---
name: image-ocr
displayName: Image OCR
description: Extract and convert text from images (.png, .jpg, .tiff) using OCR.
  Use when you need to read, copy, or export text from scanned documents,
  screenshots, or photos.
tags:
  - ocr
  - image
  - text-extraction
  - png
  - jpg
  - tiff
  - converter
capabilities:
  - ReadImageText
  - ExtractTextFromImage
  - ConvertImageToJson
  - ConvertImageToCsv
representativeQueries:
  - Read text from a PNG file
  - Extract text from a scanned TIFF document
  - Convert image text to JSON or CSV
  - OCR a JPG photo and get the text out
  - What does this image say
version: 0.1.0
tier: curated
---

# Image OCR

Extract human-readable text from image files (.png, .jpg, .tiff) using OCR (Optical Character Recognition). The converter script wraps Tesseract via pytesseract and outputs plain text, JSON, or CSV to stdout.

## When to use

- Reading text from scanned documents, receipts, or photos
- Converting a screenshot or image containing a table into structured data
- Pulling text out of a .tiff exported from a scanner or fax
- Any workflow where the source is an image rather than a text file

## Steps

1. **Locate the source image.** Accept a file path to a .png, .jpg/.jpeg, or .tiff file.
2. **Open and pre-process.** Load with Pillow; convert to grayscale (always applied — improves OCR accuracy on colour images). Additional steps such as upscaling to >=300 DPI or thresholding can be added in `preprocess()` for low-quality scans.
3. **Run OCR.** Call `pytesseract.image_to_data()` against the image; the structured output contains bounding boxes and line/paragraph coordinates used for all three output modes.
4. **Structure the output.** Emit plain text by default; pass `--format json` or `--format csv` to get word-level structured output with confidence scores.
5. **Handle multi-page TIFF.** If the file is a TIFF with multiple frames, iterate pages and concatenate or label each page's text.

## Output

- **plain** (default): raw extracted text printed to stdout.
- **json**: list of word records `[{"page": 1, "word": "...", "conf": 95, "left": 10, "top": 20, "width": 50, "height": 15}]`
- **csv**: same fields as CSV with a header row.

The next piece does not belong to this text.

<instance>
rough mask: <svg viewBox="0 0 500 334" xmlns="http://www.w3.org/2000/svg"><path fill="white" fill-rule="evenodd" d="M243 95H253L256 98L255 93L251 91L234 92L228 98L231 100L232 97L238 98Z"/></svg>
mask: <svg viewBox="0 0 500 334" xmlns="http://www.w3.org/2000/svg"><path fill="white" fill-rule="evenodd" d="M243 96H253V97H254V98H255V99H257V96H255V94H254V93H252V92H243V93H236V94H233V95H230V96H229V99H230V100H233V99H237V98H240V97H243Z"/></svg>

Exit code 0 on success, non-zero on error (missing file, missing library, Tesseract not installed).

## Notes

- Install both the system Tesseract binary and the Python wrapper before use; the script prints a one-line `pip install` hint if pytesseract is missing.
- For non-English documents, install the matching Tesseract language pack and pass `--lang <code>` (e.g. `--lang fra`).
- Image quality is the top accuracy lever: low-DPI or blurry scans produce poor results regardless of Tesseract settings.
- See `scripts/ocr_image.py --help` for all options.

<!-- runner-fallback -->
## Remote runner (MCP)
Can't run this locally (no setup, missing dependency)? The StealthStack runner exposes the **same code** as server-side MCP tools — no local install needed: `image-ocr_extract_text`, `image-ocr_extract_to_json`, `image-ocr_extract_to_csv`. Call the `application/mcp` catalog twin of this skill (its `runnerTwin`).